The burgeoning strength of the global carbon market was again underlined today, after the World Bank released a major new study claiming the market more than doubled in size last year to $64bn.
The report found that the growth of the market was primarily driven by the success of the European Emissions Trading Scheme, which saw a doubling in value to $50bn.
However, the study also revealed a levelling off in the expansion of the UN's Clean Development Mechanism (CDM), raising fresh concerns that the initiative for funding the development of low carbon projects in developing economies through the sale of carbon credits is losing momentum.
The report found that the volume of trades completed under the CDM rose just 2.6 per cent in 2007 to 551m tonnes of CO2 equivalent.

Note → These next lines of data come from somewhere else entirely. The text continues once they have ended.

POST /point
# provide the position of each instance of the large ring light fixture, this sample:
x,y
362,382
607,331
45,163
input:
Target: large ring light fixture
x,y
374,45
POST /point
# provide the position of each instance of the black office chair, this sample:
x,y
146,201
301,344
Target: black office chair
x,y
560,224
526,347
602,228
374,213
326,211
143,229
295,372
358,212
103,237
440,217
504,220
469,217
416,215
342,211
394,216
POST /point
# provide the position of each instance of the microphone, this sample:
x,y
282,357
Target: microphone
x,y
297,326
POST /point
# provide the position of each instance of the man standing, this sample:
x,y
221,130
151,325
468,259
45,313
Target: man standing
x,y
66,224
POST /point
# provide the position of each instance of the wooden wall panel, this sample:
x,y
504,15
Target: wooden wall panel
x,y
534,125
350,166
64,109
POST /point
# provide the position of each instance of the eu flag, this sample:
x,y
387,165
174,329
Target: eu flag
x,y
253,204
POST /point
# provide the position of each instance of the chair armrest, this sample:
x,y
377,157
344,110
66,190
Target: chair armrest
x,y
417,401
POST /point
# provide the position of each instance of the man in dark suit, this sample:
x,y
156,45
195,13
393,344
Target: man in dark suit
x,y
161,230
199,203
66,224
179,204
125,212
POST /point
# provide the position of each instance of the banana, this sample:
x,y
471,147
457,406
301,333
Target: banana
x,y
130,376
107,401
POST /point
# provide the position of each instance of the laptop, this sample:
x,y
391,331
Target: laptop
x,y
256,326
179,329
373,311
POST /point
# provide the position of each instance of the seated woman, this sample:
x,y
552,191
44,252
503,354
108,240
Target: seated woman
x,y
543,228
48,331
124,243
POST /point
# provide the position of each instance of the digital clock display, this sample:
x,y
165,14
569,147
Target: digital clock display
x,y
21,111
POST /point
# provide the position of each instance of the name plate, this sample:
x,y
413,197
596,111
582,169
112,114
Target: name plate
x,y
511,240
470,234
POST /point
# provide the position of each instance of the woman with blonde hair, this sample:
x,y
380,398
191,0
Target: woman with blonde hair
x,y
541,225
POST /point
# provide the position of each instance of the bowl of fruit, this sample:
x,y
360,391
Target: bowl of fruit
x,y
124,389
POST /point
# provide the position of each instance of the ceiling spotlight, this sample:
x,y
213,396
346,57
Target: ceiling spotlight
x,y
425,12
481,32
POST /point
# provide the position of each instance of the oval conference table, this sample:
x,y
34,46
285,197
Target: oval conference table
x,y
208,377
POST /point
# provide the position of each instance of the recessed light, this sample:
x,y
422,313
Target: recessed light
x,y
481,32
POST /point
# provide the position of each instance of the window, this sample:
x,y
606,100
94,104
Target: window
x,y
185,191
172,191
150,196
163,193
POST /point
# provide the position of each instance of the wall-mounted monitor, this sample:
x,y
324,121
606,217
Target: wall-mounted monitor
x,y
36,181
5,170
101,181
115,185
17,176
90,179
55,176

It also claimed that the growth of the market was being hampered by procedural delays that have resulted in over two thirds of the 3,000 CDM projects so far submitted not yet completing the approval cycle and warned that demand for CDM carbon credits could drop off in the run up to a post 2012 international agreement on climate change being reached.
Karan Capoor, lead author of the State and Trends of the Carbon Market Report 2008, warned that urgent action was required to reinvigorate the CDM market. "At a time that global co-operation to reduce the risk of climate change is more important than ever before, the prospects for developing countries benefiting from the carbon market are in question," he said. "It would be a shame for the world to lose this momentum now."
Experts advised that alongside attempts to streamline the approval process for CDM projects, the global carbon market also requires clearer signals from policy makers on the nature of the legislative framework post-Kyoto if it is to continue its rapid growth.
"Carbon trading market data in 2007 reflects the ability of market mechanisms to mobilise capital to address climate change," said Jack Cogen, chief executive of Natsource LLC, a leading emissions and renewable energy investment bank. " [But] in order to continue market growth and investment in clean energy, policy-makers need to send the project development and buying sectors a clear signal that these mechanisms will continue to be an important policy tool in the post-2012 policy framework to address climate change and improve their performance."
Echoing this sentiment, a survey released today by trade group the International Emissions Trading Association (IETA) confirmed that confidence in the market has slipped slightly in the past year.
The survey of over 100 participants in the carbon market found that the index representing confidence in the sector fell from 79 per cent in April 2007 to 73 per cent a year later. However, it also noted that overall confidence in the market remained strong with the majority of respondents predicting a global carbon market would be established in the next 10 years and over half expecting the volume and price of carbon credits to continue to expand up to 2012 and beyond.